Consumer subsidies, he says, should be extended directly to customers rather than suppliers.
On the corporate level, Yao Weiqun, associate president of Shanghai WTO Affairs Consultation Center, says Chinese companies should learn to integrate themselves at least as much as Western multinational corporations do in China.
China's local governments, Yao points out, should also realize that strictly complying with WTO rules can benefit China's own economy as much as foreign businesses.
As for Huawei, it is unfairly made a target for having succeeded on the basis of government subsidies, says Tu Xinquan, deputy director of the University of International Business and Economics' WTO institute.

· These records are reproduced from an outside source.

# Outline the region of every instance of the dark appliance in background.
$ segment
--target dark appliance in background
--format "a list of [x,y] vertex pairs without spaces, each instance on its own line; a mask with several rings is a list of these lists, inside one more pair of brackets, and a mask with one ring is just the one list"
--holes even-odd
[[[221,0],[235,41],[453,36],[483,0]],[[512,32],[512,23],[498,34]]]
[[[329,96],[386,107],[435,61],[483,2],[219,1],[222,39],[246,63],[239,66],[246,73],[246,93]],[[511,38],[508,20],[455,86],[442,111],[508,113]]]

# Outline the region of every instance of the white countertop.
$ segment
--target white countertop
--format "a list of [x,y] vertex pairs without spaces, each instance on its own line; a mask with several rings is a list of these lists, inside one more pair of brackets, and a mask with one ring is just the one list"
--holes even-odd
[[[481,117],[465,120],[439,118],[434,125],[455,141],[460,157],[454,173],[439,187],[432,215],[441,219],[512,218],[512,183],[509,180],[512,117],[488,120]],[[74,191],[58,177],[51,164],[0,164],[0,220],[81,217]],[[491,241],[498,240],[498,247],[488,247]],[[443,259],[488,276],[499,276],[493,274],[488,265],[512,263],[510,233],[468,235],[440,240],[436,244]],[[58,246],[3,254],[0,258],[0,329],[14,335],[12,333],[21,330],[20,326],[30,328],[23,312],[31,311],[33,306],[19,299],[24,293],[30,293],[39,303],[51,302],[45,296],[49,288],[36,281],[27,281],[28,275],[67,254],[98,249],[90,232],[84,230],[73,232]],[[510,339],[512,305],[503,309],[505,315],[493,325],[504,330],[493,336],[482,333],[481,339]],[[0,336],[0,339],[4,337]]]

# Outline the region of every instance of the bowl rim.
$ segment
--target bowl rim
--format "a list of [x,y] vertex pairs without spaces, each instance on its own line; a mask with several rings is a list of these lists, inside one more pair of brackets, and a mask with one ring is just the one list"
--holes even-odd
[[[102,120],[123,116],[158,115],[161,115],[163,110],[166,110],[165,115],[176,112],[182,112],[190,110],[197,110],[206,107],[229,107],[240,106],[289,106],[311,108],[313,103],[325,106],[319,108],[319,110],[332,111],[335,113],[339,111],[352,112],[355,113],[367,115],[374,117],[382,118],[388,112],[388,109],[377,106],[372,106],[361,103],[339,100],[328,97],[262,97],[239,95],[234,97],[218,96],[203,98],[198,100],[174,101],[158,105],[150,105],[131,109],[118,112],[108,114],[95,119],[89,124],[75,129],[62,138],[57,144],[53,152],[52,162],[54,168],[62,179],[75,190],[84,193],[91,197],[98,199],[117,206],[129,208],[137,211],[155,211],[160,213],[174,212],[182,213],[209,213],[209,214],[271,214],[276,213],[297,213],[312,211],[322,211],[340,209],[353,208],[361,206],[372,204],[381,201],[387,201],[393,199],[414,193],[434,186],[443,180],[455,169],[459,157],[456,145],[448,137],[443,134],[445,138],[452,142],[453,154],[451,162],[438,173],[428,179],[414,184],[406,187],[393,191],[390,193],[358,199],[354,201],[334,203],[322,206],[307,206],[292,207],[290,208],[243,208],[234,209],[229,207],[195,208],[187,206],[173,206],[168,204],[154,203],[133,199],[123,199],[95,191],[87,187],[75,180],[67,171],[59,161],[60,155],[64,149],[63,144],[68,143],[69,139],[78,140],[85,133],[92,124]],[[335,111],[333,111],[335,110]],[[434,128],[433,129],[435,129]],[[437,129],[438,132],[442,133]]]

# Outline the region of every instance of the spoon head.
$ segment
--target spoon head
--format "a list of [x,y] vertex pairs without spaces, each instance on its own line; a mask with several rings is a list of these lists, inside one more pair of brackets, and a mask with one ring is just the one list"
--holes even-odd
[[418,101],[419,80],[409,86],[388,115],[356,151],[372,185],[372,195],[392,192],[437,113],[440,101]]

Huawei, as a privately held but highly globalized company, has all along generated most of its sales from the world market.
It has not benefited much from government-subsidized programs at home, he says.
Huawei was launched in 1987 in Shenzhen, initially as a sales agent for telecom switch units imported from Hong Kong.
In 1992, it began to sell the switch units it made to small users. Most of its income of 1.5 billion yuan ($244 million; 190 million euros) was from rural China in 1995. But 10 years later, it was already been able to generate some $500 million sales from markets outside China, becoming a champion of Chinese companies actively expanding in the world.
In 2010, the company announced 182.5 billion yuan in total revenue, of which around 120 billion yuan was from overseas.
In 2011, as its revenue rose to 203.9 billion yuan, 138 billion yuan was from overseas.